If you're sending texts from what looks like a normal ten-digit phone number in any real volume, carriers require you to register that number through a system called A2P 10DLC. Skip this step and carriers will simply block your messages from ever reaching anyone, consent or not. Most CRM and texting platforms built for real estate handle this registration as part of setup now, so check with whatever tool you're using rather than assuming it's automatic.

Don't Buy a List and Start Texting It

This one comes up more than you'd think. An agent buys a list of "motivated seller leads" or grabs contacts from an old expired-listing scrape and figures a quick text can't hurt. It can. Consent has to come from the person, for you specifically, not get inherited from whoever originally collected that number for some other purpose.

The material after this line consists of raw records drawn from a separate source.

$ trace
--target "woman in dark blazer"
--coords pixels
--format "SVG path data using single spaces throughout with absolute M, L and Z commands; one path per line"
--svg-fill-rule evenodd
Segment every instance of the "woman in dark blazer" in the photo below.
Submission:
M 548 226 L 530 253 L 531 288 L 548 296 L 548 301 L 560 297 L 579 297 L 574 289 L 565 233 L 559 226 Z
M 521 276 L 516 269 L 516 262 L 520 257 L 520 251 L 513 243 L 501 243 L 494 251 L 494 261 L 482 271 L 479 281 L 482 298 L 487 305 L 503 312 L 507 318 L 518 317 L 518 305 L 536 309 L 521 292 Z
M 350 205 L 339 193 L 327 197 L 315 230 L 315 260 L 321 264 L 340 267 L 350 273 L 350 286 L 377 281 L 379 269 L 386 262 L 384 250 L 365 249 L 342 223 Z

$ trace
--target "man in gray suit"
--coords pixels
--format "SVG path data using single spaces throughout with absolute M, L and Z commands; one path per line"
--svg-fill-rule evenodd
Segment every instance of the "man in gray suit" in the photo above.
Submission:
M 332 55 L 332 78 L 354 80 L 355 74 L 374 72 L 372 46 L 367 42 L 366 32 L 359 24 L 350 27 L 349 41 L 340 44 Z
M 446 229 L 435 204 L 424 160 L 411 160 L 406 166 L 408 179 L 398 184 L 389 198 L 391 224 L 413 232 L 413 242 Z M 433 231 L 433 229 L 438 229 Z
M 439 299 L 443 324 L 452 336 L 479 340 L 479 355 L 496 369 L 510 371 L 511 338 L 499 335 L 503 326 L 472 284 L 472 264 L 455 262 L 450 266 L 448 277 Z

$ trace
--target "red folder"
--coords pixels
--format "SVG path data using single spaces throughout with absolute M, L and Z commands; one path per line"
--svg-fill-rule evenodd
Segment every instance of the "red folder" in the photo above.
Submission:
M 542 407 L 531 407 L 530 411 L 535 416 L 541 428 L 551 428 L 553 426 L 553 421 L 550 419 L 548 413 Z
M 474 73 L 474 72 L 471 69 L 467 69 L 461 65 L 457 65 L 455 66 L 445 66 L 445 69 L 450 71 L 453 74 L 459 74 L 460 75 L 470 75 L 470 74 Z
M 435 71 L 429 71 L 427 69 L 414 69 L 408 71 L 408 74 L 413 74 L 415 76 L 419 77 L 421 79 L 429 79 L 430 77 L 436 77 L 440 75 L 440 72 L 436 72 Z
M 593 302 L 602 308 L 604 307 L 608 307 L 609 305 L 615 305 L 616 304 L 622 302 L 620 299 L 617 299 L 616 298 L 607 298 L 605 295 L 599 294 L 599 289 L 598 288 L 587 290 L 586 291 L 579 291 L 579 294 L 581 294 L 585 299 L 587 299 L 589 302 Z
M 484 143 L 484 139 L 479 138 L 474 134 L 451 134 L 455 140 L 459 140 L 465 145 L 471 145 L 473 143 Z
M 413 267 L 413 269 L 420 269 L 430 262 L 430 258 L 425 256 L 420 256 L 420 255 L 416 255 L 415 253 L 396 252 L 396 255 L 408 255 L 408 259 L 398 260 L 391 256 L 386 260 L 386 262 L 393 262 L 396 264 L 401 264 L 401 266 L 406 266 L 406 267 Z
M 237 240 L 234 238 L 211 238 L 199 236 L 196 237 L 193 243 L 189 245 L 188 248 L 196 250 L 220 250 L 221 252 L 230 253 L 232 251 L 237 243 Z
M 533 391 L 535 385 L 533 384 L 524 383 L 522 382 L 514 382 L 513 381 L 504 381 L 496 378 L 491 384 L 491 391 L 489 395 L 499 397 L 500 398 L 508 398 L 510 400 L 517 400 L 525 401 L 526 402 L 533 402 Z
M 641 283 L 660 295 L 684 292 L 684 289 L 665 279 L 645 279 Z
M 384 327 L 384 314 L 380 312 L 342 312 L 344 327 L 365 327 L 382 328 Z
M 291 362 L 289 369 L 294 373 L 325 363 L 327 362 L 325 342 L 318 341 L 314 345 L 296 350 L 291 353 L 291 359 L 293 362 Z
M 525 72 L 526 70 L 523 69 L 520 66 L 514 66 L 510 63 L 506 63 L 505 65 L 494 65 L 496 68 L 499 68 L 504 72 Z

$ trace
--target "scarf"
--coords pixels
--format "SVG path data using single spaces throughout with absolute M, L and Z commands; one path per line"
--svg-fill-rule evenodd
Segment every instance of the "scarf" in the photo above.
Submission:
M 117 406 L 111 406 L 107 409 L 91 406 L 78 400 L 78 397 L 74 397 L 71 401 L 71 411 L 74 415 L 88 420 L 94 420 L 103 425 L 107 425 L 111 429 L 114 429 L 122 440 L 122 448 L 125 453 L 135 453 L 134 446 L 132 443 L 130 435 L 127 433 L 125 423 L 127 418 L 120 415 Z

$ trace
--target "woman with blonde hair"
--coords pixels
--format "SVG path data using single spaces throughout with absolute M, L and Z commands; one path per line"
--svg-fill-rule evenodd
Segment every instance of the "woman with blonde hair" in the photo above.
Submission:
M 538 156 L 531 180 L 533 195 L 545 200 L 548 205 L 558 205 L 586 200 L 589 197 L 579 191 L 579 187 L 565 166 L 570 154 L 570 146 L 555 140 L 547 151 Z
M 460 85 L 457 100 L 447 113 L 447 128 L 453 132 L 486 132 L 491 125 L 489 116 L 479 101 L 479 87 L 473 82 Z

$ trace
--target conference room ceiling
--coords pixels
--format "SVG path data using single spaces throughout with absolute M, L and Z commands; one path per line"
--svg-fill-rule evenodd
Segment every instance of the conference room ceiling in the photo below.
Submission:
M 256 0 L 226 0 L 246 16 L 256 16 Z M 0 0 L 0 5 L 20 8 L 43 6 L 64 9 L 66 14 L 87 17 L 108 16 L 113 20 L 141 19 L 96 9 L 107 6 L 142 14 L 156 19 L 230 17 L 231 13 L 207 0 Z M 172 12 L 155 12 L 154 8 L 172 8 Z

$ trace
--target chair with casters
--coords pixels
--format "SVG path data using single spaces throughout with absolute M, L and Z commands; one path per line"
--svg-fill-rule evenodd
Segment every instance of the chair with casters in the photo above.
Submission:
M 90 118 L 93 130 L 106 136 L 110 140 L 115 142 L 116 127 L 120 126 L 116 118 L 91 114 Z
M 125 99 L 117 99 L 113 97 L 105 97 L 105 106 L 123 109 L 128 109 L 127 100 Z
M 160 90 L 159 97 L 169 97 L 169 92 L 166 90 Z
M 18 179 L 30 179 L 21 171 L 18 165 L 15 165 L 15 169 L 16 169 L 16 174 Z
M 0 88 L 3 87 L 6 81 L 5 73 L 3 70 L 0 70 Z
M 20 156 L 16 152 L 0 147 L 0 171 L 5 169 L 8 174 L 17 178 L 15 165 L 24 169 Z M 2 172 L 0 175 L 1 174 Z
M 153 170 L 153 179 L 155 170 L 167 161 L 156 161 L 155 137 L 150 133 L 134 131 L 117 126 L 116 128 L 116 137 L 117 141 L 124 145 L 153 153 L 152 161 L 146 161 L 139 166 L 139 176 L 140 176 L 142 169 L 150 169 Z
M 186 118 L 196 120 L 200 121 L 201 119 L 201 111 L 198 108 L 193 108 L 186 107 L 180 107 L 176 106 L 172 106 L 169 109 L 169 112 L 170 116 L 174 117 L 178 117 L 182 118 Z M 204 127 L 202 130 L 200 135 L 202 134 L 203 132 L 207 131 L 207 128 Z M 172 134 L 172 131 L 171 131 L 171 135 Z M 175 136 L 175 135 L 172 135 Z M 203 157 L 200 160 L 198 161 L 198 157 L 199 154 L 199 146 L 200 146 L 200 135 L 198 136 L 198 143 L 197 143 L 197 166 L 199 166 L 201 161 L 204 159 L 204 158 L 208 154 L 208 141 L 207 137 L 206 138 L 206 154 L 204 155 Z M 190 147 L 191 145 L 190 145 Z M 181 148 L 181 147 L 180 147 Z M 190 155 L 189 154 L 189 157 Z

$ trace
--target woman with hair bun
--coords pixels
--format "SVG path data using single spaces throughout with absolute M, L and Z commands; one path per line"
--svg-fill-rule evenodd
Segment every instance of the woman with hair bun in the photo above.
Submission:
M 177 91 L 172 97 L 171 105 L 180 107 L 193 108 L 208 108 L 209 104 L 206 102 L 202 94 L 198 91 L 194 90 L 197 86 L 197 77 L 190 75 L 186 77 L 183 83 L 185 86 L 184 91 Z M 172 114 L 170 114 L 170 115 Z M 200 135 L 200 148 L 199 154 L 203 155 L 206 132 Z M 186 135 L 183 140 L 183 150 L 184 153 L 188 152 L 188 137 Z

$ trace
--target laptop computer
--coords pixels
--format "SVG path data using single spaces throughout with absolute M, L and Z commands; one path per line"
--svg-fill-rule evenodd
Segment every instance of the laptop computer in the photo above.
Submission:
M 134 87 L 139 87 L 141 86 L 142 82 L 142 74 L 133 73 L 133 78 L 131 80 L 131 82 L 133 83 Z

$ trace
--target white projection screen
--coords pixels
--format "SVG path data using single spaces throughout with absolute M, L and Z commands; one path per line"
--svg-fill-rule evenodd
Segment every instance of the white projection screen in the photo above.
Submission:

If you didn't get the yes yourself, or through a system that clearly documents that yes, don't text the list. Call it, if calling rules allow it, or find another way in. Buying your way around consent is exactly the kind of shortcut that turns into a real problem later.

Keep a Record, Not Just a Checkbox

Having the consent language on your form is half of it. Being able to show, months later, exactly when and how someone agreed to receive texts is the other half. Most real estate CRMs timestamp opt-ins automatically now, so this usually isn't extra work, it's just worth confirming your specific platform actually does it instead of assuming. If a complaint ever comes in, "I know I had consent" is a lot weaker than a timestamped record showing exactly what someone agreed to and when.

Don't Forget the State You're Texting Into

Federal law sets the floor, not the ceiling. A number of states have passed their own, sometimes stricter, texting and calling rules on top of the federal TCPA. If your lead lives in a different state than you do, and with relocation and out-of-state buyers this happens all the time, you're responsible for following the rules where they live, not just where you're sitting. This is worth a quick check with your broker or a real estate attorney in states where you regularly work relocation leads.

What Good Consent Actually Looks Like

Keep it simple and visible. A checkbox or a clear sentence near your lead form that says something like "By providing your number, you agree to receive text messages from [your name/brokerage] about real estate services. Message and data rates may apply. Reply STOP to opt out." That's not legal jargon, that's just clarity, and clarity protects both you and the person on the other end of the text.

Give every single contact an easy, obvious way to opt out too. "Reply STOP" isn't a suggestion, it's part of what makes the whole system defensible if anyone ever questions it.

This Fits Into a Bigger System, Not a Separate Headache

Texting is one piece of a nurture system that should also include email, video, and real follow-up, not a replacement for building actual relationships with your leads. Getting the compliance right isn't about slowing down your SMS automation or your broader marketing automation, it's about building it once, correctly, so you're not rebuilding it later after a complaint or a fine. Krista talks through building nurture systems the right way on her YouTube channel, worth a watch before you scale up any text campaign.

The Five-Minute Fix

Go look at your current lead capture forms and your CRM's text automation right now. Does the form have clear, visible consent language for texting? Does your first automated text include an easy opt-out? If either answer is no, fix it today before you send another batch. It's a small thing to fix and an expensive thing to ignore.